Saturday, September 6, 2014

Kindergarten

I officially have a Kindergartener now!

Whoa.

The first day went well. He even got a call from Ms. Rosemary while he was getting ready to wish him a happy first day of school, love her! Parents were encouraged to meet their kids at school that morning join them in class for the first 30 min. So Albert was able to get a couple hours off to join us! He got home right before it was time to go to the bus stop. So the three of us walked to the corner to wait for the bus. There were 2 other moms and maybe 7 or 8 kids. When the bus arrived they all got on, then so did Antonio. He got on without any hesitation. The bus driver asked him his name and he promptly told here, Antonio. I was so proud of him. 

 waiting at the bus stop.
 still waiting
 about to get on the bus
Getting on the bus! :)
Once he was on the bus, Albert and I got in the car and went to his school to meet him. All the younger kids, (K-maybe 2nd) meet under the covered play area in lines with their class. When we got there I didn't see Antonio yet, so of course I started to worry but sure enough he came walking over. Happily, a boy form his bus stop, the one getting on in front of him, was walking over to the covered area with him. I was so thankful for this. Antonio was smiling the whole time. Once I saw him, the kid went off to his classroom and Antonio and I got in line. Of course we got in the wrong line but once we figured it all out all was good. A few min later, Mrs Rusher came over an walked his class to the room. One by one they all went in. 

 Walking to his classroom
Waiting to go in. (probably the youngest in class, but the same size!)

Once in, they all got seated and started coloring a picture. Then they all sat and listened to a story, The Kissing Hand, before heading out to recess. During recess is when the parents left. Surprisingly, I had no tears. I think Pre-k last year helped me with that. I was definitely sad but no tears. When I got home I went on a run to try to calm my nerves, which I think helped. At 12:25, I went out and waited for Antonio's bus to drop him back off, due at 12:27. I was so excited to see him. There was one other Mom waiting so that was nice to see but of course she didn't speak much English and well, my Spanish is awful, so there wasn't much conversation. However, when 12:40 rolled around and the bus hadn't shown up yet she asked me what time they were supposed to be dropped off, in case she had it wrong. I told her, no they really were that late. She promptly called the school and sure enough the bus came around the corner about 1 min later. We were both relieved! Turns out the little girl is also in Antonio's class!

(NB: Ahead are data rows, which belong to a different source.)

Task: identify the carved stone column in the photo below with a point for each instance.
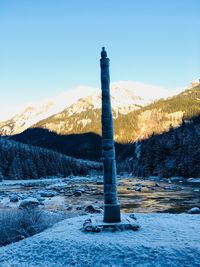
(111, 204)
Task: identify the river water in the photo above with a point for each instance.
(134, 195)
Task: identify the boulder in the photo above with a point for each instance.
(47, 194)
(29, 203)
(14, 198)
(194, 210)
(93, 209)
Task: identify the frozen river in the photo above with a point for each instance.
(72, 195)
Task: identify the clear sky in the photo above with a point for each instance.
(48, 46)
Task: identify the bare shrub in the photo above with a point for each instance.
(17, 224)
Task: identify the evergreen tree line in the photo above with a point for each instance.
(174, 153)
(20, 161)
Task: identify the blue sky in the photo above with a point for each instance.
(48, 46)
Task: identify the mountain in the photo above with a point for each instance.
(39, 111)
(171, 154)
(22, 161)
(132, 123)
(126, 97)
(65, 132)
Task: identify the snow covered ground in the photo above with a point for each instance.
(163, 240)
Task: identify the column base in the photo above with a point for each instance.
(111, 213)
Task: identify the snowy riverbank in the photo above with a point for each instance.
(163, 240)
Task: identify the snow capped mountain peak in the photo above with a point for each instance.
(125, 96)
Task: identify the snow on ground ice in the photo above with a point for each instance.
(163, 240)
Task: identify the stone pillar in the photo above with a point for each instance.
(111, 205)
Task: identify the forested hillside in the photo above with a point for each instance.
(19, 161)
(174, 153)
(135, 125)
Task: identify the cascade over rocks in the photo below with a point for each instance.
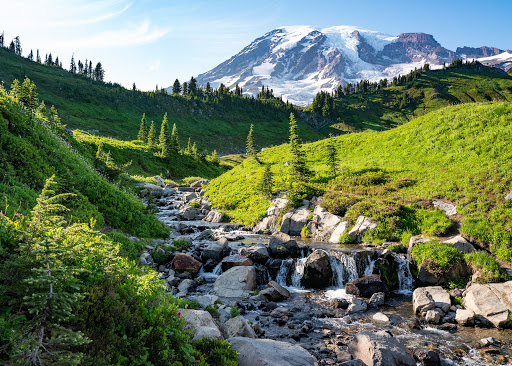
(317, 271)
(366, 286)
(267, 352)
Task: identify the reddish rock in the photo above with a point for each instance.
(185, 263)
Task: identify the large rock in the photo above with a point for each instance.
(281, 245)
(339, 231)
(236, 282)
(448, 208)
(294, 221)
(426, 298)
(322, 224)
(491, 301)
(363, 224)
(234, 261)
(267, 352)
(317, 270)
(214, 216)
(202, 322)
(366, 286)
(185, 263)
(190, 213)
(238, 327)
(276, 292)
(380, 349)
(461, 244)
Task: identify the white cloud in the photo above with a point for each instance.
(154, 66)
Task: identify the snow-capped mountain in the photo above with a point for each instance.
(298, 61)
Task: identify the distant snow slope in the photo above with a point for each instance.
(299, 61)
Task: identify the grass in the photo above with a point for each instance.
(216, 123)
(461, 154)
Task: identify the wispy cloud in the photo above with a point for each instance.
(130, 36)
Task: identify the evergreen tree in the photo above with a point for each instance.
(164, 136)
(152, 136)
(176, 87)
(142, 136)
(45, 337)
(250, 148)
(28, 95)
(174, 143)
(332, 159)
(267, 182)
(298, 164)
(72, 65)
(15, 89)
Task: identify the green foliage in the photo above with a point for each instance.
(487, 265)
(436, 255)
(234, 312)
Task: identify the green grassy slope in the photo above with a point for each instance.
(395, 105)
(116, 112)
(460, 153)
(31, 151)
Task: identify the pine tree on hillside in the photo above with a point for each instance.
(250, 148)
(174, 143)
(298, 164)
(332, 159)
(28, 95)
(142, 136)
(164, 136)
(176, 87)
(53, 295)
(152, 135)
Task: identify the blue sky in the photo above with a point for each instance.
(152, 42)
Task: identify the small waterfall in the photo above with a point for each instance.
(283, 271)
(298, 272)
(370, 267)
(405, 280)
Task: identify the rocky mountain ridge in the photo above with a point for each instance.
(299, 61)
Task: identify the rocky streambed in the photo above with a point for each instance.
(282, 301)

Antonio happily got off the bus and proceeded to tell me how they went all over, through the nursery and by daycare! He said, I wish I could be on the bus all day long. To which I respond, it felt like you were not he bus all day long! Then he told me the bus didn't have a potty and that he needed to go because he held it the whole time. :)

Every friday his school has a half day so he will go to school every other friday. So yesterday (last Friday) he went. On half days, school gets out at 1:35 (instead of noon for AM Kinder on regular days) so he got to take a lunch. He was very excited about this! He also got to take the bus from Ms Rosemary's with all his daycare friends. Rosemary had already asked the bigger boys, William and Marquis, to sit with him on the bus and help him find the right line when he got there. William seemed very anxious to help Antonio. :) All must have gone well because Rosemary texted me at 2:30 to let me know Antonio got off the bus safe and sound. Phew....

Rosemary also mentioned that a little girl form his class gets on and off there too. So both bus stops he will have a familiar face. Antonio said he had a good day. He ate most of his lunch and said he even went potty at school! (big yay since the day before he hadn't). I was telling Albert tonight that since Antonio is going early (just turned 5 versus just turning 6) he will probably "grow" so much this year. There were a couple kids in his class that looked 6, or even almost 7 but most of the kids looked about the same. Mrs Rusher, his teacher seems very nice but not very confident which concerns me. We found out that she taught Kindergarten last year but not until November, so she has never started a year with Kindergarteners. I then wondered why November and turns out the original teacher last year suddenly resigned, and they brought in Mrs Rusher. So I guess if she can come in in the middle of the school year and keep it going well then she can't be all that bad. I just wish she appeared a little more "with it". Hopefully she'll grow on me.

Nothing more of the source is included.